The case of Aurnou v Greenspan (161 AD2d 438, supra) appears to conflict with the foregoing case law under the UPA insofar as it limits the withdrawing partner’s interest in contingent fee cases pending as of the date of dissolution to the quantum meruit value of that partner’s services actually performed on such cases (supra, at 439). The Aurnou limitation was expressly rejected in several of the decisions in other States (see, e.g., Ellerby v Spiezer, supra; Resnick v Kaplan, supra; Frates v Nichols, supra), and we decline to follow it. It appears to be inconsistent with the fiduciary duty of the partner in possession of the partnership business after dissolution to wind up the partnership’s affairs and complete performance of any partnership service contracts for the benefit of *226all partners (see, Stem v Warren, 227 NY 538, 546-547; see also, Bader v Cox, supra; Resnick v Kaplan, supra; Frates v Nichols, supra). Moreover, the Aurnou rule would encourage an unseemly and potentially unethical battle among the partners of a law firm facing dissolution over the clients of the firm whose files have the best prospects for an eventual lucrative recovery (see, Ellerby v Spiezer, supra).

That plaintiff may be entitled to a share in the value of the Geddes case at the date of dissolution does not, however, imply that he correspondingly would have a right to his full partnership share in the fee subsequently received when the case was settled following dissolution. Plaintiff is only entitled to "the value of his interest at the date of dissolution * * * with interest, or, at his option * * * in lieu of interest, the profits attributable to the use of his right in the property of the dissolved partnership” (Partnership Law § 73).
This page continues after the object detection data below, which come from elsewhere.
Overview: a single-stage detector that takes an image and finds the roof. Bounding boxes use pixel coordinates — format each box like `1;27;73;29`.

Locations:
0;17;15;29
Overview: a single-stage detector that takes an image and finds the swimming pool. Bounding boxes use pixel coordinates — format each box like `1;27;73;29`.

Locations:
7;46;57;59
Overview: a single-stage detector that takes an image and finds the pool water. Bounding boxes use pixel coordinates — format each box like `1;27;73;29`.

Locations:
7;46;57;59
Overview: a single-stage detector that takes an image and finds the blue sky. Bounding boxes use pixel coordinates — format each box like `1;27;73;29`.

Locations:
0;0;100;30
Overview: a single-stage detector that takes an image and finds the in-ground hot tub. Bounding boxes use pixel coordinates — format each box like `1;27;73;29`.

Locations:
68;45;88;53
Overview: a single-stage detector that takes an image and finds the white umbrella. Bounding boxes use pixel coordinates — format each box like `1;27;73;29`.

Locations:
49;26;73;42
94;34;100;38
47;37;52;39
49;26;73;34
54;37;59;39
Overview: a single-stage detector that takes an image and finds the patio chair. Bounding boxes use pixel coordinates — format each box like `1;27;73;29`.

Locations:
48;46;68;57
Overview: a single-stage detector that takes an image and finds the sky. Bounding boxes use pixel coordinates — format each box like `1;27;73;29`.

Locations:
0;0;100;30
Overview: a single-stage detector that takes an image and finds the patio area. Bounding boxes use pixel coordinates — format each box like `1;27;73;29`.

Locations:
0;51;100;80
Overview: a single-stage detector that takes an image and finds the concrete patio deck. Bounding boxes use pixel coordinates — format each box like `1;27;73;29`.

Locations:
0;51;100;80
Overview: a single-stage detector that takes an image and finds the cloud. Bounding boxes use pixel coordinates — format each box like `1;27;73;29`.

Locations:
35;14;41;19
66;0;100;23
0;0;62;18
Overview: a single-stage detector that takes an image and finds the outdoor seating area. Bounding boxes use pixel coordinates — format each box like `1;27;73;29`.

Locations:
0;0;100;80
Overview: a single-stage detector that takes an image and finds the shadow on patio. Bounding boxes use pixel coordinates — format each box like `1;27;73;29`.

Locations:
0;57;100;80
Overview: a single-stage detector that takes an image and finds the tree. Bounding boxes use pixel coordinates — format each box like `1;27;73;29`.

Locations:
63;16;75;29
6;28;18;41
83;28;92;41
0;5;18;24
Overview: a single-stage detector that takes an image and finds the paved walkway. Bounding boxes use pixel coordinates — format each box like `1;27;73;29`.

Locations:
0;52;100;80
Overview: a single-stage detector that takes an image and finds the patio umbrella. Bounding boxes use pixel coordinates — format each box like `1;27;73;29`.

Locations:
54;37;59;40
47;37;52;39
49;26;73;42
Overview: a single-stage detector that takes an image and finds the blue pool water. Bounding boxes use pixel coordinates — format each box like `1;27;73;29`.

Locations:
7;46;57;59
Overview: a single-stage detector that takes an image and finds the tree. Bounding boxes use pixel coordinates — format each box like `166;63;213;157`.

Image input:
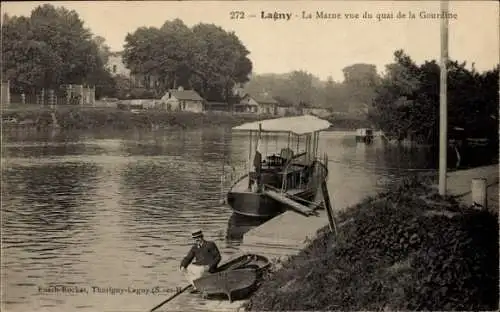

To the extent that the ultimate successful settlement of the Geddes case was due, as defendant avers, to her postdissolution efforts, skill and diligence, the firm’s fee in the Geddes case proportionately would not be " 'attributable to the use of [plaintiff’s] right in the property of the dissolved partnership’ ” (Bader v Cox, 701 SW2d 677, 681, supra).

Weiss, P. J., Yesawich Jr., Mahoney and Harvey, JJ., concur.

Ordered that the order is modified, on the law, without costs, by granting plaintiff partial summary judgment to the extent of directing an accounting, and, as so modified, affirmed.